In recent years there have been several attempts initiated by public activists to address the waste management problem, such as the Toprak Petq Chi campaign (2016), translates as "I don't need a plastic bag",' that targets single-use plastic bags.

According to the Armenian Ministry of Environment the Armenian government has made additions to the Law "On Trade and Services" according to which the sale of single use plastic bags and sacks, their presence in retail trade facilities, will be banned since January 1 of 2027. For violation of this law, economic entities will receive a warning for first violation and will be fined 100,000-150,000 drams for repetitive violations.

Also recently, some recycling initiatives have started to take shape. Namely, Apaga, also known as ApagaCommunity CJSC, offers a paid pickup service, mirroring similar projects in more developed countries, though in these countries, recycling programs are taxpayer sponsored.
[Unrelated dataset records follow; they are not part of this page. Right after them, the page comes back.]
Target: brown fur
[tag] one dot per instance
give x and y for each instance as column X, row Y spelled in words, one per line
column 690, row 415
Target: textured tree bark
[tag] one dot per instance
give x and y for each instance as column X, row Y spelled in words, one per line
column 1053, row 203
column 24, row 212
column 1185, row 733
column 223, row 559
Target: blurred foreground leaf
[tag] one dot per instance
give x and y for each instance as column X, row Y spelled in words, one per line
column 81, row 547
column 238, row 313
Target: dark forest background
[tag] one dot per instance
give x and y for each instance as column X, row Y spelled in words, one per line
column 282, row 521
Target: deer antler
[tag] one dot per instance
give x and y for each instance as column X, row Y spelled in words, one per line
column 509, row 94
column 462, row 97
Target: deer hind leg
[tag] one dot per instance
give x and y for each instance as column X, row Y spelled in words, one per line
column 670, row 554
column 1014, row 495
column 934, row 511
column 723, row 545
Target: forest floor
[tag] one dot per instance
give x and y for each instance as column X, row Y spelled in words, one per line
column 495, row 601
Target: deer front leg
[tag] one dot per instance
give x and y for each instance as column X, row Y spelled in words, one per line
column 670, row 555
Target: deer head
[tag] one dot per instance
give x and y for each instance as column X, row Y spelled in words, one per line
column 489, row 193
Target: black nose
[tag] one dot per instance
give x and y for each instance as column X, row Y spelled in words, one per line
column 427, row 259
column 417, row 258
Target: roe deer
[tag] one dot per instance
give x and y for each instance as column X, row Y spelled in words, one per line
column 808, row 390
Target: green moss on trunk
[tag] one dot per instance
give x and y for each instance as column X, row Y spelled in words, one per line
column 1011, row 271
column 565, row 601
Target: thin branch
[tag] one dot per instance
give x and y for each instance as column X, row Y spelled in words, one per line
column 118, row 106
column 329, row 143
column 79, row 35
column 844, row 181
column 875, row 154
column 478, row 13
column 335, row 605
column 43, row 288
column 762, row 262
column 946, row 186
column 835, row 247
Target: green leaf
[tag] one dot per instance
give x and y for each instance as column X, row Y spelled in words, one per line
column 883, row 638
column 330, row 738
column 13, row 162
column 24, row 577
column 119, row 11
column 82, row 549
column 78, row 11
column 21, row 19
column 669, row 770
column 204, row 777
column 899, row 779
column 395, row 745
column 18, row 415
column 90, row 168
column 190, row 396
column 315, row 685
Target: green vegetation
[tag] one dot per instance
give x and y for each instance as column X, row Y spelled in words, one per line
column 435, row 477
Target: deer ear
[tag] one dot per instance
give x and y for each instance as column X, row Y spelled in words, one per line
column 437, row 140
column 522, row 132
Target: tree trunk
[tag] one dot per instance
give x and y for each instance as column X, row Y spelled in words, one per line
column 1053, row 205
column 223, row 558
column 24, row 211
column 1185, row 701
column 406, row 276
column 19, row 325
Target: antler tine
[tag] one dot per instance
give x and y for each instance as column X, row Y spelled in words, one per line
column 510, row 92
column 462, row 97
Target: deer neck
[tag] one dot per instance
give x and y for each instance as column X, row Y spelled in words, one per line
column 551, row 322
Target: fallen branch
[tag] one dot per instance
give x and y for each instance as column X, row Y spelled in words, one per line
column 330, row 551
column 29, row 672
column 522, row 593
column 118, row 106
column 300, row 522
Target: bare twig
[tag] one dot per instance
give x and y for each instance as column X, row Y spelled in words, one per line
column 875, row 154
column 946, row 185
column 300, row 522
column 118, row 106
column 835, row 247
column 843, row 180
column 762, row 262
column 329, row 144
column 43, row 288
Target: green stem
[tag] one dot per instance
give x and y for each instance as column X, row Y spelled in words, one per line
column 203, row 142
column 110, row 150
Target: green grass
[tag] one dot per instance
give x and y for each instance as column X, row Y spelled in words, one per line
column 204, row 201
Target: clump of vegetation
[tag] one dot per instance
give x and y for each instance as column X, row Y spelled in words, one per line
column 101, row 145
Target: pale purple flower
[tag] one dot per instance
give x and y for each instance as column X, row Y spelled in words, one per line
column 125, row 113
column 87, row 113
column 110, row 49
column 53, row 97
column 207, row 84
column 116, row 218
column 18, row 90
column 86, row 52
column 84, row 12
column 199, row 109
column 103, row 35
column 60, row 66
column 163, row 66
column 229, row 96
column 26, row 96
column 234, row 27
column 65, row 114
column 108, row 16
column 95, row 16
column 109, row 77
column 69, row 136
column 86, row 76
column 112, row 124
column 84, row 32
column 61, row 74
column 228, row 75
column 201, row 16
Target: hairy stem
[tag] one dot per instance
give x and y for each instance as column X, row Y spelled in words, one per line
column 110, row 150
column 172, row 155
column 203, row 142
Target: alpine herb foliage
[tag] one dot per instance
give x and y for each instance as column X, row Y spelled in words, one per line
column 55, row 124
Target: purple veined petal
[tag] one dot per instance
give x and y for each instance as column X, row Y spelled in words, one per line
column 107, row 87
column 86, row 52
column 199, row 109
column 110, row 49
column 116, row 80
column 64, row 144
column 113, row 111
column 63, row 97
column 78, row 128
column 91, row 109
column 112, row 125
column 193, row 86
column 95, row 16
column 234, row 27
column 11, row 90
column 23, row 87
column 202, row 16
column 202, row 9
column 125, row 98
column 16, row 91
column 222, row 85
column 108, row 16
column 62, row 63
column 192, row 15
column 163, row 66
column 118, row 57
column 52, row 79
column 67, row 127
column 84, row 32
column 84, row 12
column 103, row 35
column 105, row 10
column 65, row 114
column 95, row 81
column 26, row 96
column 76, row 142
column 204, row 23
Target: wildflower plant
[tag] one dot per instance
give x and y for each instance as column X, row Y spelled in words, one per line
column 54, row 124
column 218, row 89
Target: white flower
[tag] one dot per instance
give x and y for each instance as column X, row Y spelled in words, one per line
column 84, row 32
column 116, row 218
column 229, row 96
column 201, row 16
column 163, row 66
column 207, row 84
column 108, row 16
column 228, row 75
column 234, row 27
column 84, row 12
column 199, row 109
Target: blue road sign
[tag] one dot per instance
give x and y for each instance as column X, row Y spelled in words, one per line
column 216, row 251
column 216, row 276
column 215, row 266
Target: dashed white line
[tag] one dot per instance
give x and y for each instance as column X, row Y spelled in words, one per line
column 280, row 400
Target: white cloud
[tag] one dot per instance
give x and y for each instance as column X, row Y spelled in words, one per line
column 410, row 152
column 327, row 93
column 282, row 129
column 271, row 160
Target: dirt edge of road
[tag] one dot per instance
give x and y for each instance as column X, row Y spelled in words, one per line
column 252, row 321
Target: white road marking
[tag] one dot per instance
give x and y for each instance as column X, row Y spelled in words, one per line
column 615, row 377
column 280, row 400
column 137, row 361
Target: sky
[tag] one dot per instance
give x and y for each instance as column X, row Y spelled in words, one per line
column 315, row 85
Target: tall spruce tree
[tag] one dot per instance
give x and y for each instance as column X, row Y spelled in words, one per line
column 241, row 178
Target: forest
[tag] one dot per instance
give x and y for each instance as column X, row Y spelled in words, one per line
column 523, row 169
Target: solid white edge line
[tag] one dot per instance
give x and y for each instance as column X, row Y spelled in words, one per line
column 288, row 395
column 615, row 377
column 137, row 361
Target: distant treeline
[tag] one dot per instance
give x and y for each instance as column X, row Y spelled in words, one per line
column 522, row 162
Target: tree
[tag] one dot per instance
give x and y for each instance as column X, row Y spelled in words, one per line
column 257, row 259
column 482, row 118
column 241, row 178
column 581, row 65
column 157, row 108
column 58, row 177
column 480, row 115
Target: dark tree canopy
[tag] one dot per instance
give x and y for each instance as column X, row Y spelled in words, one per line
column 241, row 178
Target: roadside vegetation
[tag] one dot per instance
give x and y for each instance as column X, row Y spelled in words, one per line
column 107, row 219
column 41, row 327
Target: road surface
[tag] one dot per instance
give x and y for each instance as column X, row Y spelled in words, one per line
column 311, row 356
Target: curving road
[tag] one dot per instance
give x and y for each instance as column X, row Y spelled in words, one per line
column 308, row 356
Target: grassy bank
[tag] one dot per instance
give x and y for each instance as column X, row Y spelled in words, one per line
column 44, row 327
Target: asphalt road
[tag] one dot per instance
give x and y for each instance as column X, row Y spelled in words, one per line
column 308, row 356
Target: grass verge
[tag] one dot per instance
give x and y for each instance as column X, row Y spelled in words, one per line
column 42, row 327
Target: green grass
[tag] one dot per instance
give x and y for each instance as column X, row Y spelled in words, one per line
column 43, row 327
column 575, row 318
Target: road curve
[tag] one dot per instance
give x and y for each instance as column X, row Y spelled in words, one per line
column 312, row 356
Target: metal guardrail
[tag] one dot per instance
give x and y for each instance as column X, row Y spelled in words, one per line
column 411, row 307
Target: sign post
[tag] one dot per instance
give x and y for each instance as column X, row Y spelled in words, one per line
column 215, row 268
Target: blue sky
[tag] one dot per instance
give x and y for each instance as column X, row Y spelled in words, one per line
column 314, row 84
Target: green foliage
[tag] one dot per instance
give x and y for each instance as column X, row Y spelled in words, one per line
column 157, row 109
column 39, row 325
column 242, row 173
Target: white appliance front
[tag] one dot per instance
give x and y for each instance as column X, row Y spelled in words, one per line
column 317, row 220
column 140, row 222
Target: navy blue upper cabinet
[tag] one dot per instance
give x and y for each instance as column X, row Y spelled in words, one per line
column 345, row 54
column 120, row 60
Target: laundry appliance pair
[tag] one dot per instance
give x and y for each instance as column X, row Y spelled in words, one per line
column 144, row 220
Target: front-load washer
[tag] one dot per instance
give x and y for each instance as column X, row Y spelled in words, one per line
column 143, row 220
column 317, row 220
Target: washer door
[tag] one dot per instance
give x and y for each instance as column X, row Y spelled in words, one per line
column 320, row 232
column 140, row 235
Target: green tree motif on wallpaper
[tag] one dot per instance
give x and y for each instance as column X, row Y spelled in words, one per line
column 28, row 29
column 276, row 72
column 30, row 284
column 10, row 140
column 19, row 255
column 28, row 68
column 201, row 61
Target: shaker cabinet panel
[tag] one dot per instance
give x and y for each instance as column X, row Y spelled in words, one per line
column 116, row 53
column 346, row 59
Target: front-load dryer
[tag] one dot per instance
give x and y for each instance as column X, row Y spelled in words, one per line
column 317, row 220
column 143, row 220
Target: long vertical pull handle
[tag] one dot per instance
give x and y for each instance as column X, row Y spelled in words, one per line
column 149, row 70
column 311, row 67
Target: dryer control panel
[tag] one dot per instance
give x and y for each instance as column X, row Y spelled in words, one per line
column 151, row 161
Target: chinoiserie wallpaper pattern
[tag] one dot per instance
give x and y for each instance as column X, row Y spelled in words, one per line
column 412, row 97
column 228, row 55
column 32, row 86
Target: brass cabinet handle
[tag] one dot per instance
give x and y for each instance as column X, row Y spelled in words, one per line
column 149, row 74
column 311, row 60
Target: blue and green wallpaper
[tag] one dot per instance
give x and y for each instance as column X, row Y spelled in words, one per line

Apaga enables individuals and organizations who take responsibility for their waste and want to participate, to voluntarily pay for a pickup service and get some rewards in return in the forms of discounts for individuals and green public relations (PR) for organizations.

In order to allow everyone to benefit from recycling, Apaga has also implemented new Smart Recycling Containers called SmartApaga Containers where anyone with their personal, unique QR code can dispose of their plastics and get ApagaCoins (in-app currency) to exchange for rewards from their rewards partners.

=== Hazardous Waste ===
There are 3 companies that hold permits from the Armenian Government to recycle lead batteries: Edmet, Metexim, and Minasyan Recycling Company. Yet, there is poor management of the process, that are usually mixed with household waste; thus, the hazardous components are not properly removed and can impact the environment.

=== Waste management in Yerevan ===
The municipal government of Yerevan, capital of Armenia, has made attempts to solve the problem for the city with a long term development plan, which includes three main phases:
1. In 2014, an international tender was announced for garbage collection. Two waste management companies were chosen: a Lebanese company called Sanitek, which was led by CEO Nicholas Tawil according to The Armenian Weekly; and two Armenian/Swedish Companies called Ecogroup and LL Miliconsult. Sanitek eventually secured a 10-year monopoly contract for all 12 districts of Yerevan after Ecogroup faced financial difficulties. However, in October 2019, Mayor Hayk Marutyan unilaterally terminated Sanitek's contract, citing service failures and the company's complete cessation of operations since August 2019.
2. In 2016 the Armenian parliament ratified a loan agreement signed with the European Bank for Reconstruction and Development (EBRD), for an €8 million loan to finance the construction of a solid waste landfill in Yerevan that will comply with EU regulations.
3. According to the municipal government of Yerevan, the next step is to introduce waste sorting and recycling practices with projects that meet European Union standards and regulations. In April 2019, the Yerevan municipality set up a public-run agency to gradually replace Sanitek, which effectively occurred in September 2019 with the arrival of new garbage trucks.